Unfortunately, an attachable feeding booster seat or baby countertop seat may not be the best option for your little one, especially if it’s defectively designed or manufactured or lacks adequate instructions for proper installation and use.

Our Child Injury Lawyers have extensive experience representing victims of preventable accidents and defective products, earning national recognition for their aggressive pursuit of justice on behalf of injured children and their families. If your son or daughter was hurt while using any type of baby feeding seat, please call our law firm toll-free at 877-875-2927 to speak with an attorney and learn more about your legal rights.

What to Know About Baby Feeding Seats

A booster seat is basically a smaller, more portable version of a highchair used to position an older baby or toddler at the correct height for eating at a table. Some booster chairs can also be placed on top of a counter.

Most of these products secure to a regular dining chair using one or two straps, but others attach directly to the table or are placed on a countertop. They usually have seatbacks to support the child, and some have removable trays for placing food and toys.

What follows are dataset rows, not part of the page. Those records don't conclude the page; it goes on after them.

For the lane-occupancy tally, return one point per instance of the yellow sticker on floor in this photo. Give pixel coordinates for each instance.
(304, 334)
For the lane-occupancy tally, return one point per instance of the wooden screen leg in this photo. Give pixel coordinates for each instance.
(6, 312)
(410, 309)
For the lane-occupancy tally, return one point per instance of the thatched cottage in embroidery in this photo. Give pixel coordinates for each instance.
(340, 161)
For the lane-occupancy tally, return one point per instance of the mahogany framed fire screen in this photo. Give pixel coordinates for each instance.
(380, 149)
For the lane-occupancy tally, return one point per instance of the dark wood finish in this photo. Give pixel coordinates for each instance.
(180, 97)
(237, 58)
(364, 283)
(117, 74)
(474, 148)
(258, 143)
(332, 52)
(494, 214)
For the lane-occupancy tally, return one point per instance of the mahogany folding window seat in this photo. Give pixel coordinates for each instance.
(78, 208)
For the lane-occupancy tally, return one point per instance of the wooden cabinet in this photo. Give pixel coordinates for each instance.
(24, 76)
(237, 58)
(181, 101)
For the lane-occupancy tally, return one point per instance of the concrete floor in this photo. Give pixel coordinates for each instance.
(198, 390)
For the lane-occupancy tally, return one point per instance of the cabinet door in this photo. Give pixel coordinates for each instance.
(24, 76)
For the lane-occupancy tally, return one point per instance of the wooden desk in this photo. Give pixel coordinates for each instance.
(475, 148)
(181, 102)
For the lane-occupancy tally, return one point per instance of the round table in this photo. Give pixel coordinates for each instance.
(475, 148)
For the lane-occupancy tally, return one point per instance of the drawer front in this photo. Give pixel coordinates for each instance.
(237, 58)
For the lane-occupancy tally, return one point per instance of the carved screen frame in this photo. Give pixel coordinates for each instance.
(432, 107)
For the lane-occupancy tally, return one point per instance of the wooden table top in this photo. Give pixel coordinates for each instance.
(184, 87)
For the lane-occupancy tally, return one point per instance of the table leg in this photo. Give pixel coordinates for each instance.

Booster dining seats are standard in restaurants frequented by families. However, many parents also purchase a booster seat or baby countertop set for use at home or while traveling.

Generally, booster seats are not recommended for kids under 9 months of age, as they’re only suitable for children who can sit up unsupported and can eat independently. Younger babies are better off in a highchair once they begin eating solid foods.

Booster Seat Injuries and Deaths

Between January 1, 2008, and October 31, 2017, the U.S. Consumer Products Safety Commission (CPSC) received 912 reports of booster seat accidents, including two that resulted in a child’s death. Falling from a booster seat was the most commonly reported incident. Other hazards included restraint/attachment problems, seat-related issues, including lock/latch failures, and tray and design defects.

According to one recent study, more than 9,400 kids receive treatment every year for an injury associated with a highchair or booster seat. That’s equal to about one child per hour nationally.

About 93% percent of those injuries occurred as a result of a fall. In the cases that reported what the child was doing just before the fall, two-thirds were hurt while climbing or standing in the chair, suggesting that the product’s safety restraint system was either defective or not being used.

The most commonly reported highchair and booster seat injuries included:

  • Closed head injuries, including concussions and internal head injuries. (37%)
  • Bumps/bruises (33%)
  • Cuts (19%)

The number of closed head injuries actually increased by almost 90% during the study period, jumping from 2,558 in 2003 to 4,789 in 2010. The body regions most commonly injured were the head/neck (59%) and the face (28%).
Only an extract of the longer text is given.